This album seems to have been based on contemplating the dark future that even the most cynical and dystopian cyberpunk never really considered and how realistic it is for a collapse to not feel like one until it’s well under way. The sheets of processed white noise, the organic yet fragmented rhythms and distorted drones of the title track and “behind the projected” is reminiscent of a dark negative image of Tangerine Dream’s “Thru Metamorphic Rocks” from Force Majeure Those familiar might even flash back to the stark, gray, deeply haunting imagery of Andrei Tarkovksy’s 1979 film Stalker and it’s air of mystery and yearning for dream fulfillment in the face of existential peril. The titles of the songs tell a tale of a similar voyage of waking up one day (“sunrise”) and becoming aware that you’re living in apocalyptic times except it’s not as dramatic or as sudden as science fiction and mythology has lead you to believe (‘endless collapse”) and you try to figure out a way to preserve your sanity while reconciling yourself with the tragic reality and envisioning what it might be like to exist on the other side of this time (“a bridge between worlds” and “from the ashes”) only to hit upon the oddly comforting idea that we all go through these shorter cycles in life as part of bigger trends and often only get a brief period of respite that we should treasure (“catch a breath”). Despite these heady themes it is a soothing listen and one that also perfectly embodies the melancholic yet faintly hopeful mood of the world today. Who knows where we’ll end up in the next year or ten but this album is also a reminder that being paralyzed by those concerns isn’t going to derail the worst possibilities and that creative work can be a cathartic way to break that psychological freeze.
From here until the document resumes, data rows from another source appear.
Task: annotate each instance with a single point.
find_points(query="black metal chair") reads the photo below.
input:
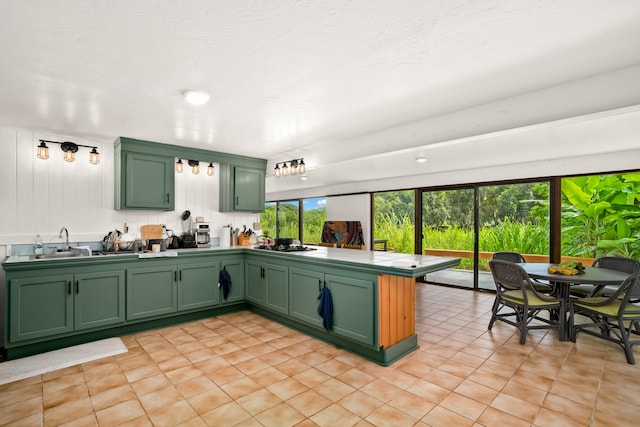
(517, 297)
(614, 318)
(518, 258)
(626, 265)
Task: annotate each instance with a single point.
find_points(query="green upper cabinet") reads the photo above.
(241, 189)
(143, 180)
(145, 176)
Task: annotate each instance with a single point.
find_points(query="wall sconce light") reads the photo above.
(195, 166)
(294, 166)
(70, 149)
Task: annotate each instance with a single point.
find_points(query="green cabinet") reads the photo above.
(305, 286)
(353, 303)
(241, 189)
(353, 307)
(268, 286)
(99, 299)
(198, 285)
(144, 181)
(63, 303)
(235, 268)
(151, 291)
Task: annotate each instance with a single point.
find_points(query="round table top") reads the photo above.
(590, 275)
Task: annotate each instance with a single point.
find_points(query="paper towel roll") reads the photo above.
(225, 236)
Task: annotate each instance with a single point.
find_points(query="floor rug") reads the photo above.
(14, 370)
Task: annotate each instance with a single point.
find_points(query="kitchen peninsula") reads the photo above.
(55, 303)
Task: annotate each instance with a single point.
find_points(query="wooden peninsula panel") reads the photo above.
(397, 309)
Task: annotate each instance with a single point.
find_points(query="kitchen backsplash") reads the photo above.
(42, 196)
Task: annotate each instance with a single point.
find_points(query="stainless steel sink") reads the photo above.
(74, 252)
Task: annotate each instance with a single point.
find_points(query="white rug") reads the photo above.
(18, 369)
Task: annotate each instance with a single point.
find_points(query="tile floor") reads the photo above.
(242, 369)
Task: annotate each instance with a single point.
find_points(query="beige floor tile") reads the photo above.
(281, 415)
(18, 411)
(287, 388)
(309, 402)
(335, 415)
(461, 375)
(209, 400)
(258, 401)
(360, 403)
(172, 415)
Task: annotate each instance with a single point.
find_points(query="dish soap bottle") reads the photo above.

Listen to endless collapse on Bandcamp and also, if you’re so inclined, give a listen to noisepoetnobody’s excellent 2021 album Insanity Mirror on Bandcamp as well. Connect with Entropic Advance at the links below for more information and to stay appraised of Wesley Davis’ various creatie endeavors.

facebook.com/entropicadvance

symbolicinsight.com/entropicadvance

Hanna Ojala Evokes Melancholic Transmissions From a Distant World on “A Smoky Memory Of You”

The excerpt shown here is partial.